The End of the Universe

Today, I was watching "How the Universe Works" on Netflix. I watched an episode about galaxies and it ended with a rising crescendo of music and the narrator, Mike Rowe, solemnly telling us that galaxies will continue to be born, live, collide, drift apart, and eventually die. As dark energy overtakes the dark matter that holds the universe in its shape and keeps galaxies clustered together, galaxies will become farther and farther apart. A night sky will no longer have any stars. In the next episode, about stars, the astronomers and physicists on the show explained that since there is a finite amount of hydrogen in the universe, and hydrogen is the fuel of stars, eventually the stars will run out of fuel and no new stars will be born. The universe will quiet down, and die in its sleep. The universe is not infinite. It began. It is. It will end.

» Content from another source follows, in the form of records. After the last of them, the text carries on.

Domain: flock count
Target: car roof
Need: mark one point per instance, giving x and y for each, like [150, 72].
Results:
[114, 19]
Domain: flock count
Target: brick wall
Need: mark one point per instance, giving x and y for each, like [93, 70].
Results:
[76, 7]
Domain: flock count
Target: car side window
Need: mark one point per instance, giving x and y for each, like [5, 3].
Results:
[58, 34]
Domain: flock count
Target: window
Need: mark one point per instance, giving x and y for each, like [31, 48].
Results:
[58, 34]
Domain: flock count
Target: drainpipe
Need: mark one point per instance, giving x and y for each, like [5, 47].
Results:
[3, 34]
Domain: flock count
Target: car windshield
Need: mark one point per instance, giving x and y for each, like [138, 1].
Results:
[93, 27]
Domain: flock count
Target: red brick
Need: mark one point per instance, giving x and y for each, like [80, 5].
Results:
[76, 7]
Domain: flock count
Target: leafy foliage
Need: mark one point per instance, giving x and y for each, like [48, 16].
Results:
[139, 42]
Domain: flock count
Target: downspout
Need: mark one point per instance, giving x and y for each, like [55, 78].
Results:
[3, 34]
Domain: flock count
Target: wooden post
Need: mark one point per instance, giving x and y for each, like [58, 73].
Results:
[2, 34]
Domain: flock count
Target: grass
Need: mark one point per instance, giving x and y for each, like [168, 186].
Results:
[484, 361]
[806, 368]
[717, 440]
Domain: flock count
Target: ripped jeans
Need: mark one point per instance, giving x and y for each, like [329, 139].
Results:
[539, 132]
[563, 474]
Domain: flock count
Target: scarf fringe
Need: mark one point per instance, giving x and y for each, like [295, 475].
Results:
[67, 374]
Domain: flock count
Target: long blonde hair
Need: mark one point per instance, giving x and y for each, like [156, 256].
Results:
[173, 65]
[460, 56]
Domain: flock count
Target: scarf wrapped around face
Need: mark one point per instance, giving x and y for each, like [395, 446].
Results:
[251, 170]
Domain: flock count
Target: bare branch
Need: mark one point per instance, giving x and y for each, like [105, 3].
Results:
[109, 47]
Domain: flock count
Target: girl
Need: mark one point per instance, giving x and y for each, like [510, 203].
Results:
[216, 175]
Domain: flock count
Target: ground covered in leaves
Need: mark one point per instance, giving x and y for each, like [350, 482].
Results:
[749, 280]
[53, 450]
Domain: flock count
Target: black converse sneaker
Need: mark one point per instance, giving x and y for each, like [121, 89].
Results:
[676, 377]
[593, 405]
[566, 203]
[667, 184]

Something about the combination of the story and the music and Mike Rowe's narration made me have an emotional response to the stories of these unfathomably huge, distant cosmic objects. I have also been listening to Brian Greene's The 4 Percent Universe, which is very much about the evolution of cosmology itself as well as the dark matter it's explaining. These two things made me realize how much of a human lense we put on things that are so unfamiliar and strange to think about. It's like in our struggle to understand the workings of something as huge and exotic as the universe, we had to see the whole thing as an allegory. And the allegory we chose was the one most familiar to us: ourselves.

We talk about stars and galaxies and the universe itself as being born, living, and dying. Nebulas are star nurseries, galaxies are cities full of stars. I love thinking about cosmic things in terms of our own human experience, but it makes me kind of sad. I have this kind of vague yearning to go into space, to see these things first hand, and I know it's simply not possible. And knowing that one day the sun will die, that it will consume the Earth and disintegrate, that our galaxy will collide with Andromeda, that dark energy will destroy the universe makes me wonder how long humans will last. Earth itself is nothing more than a blip in cosmic time. Who knows how many previous stars have hosted civilizations? Who knows how many of those civilizations had come to realize, as we have, how utterly tiny parts we play on the story of the universe?

My most comforting thought is that things were, things are, and things will be. After some time, things will end. But now? Now is beautiful.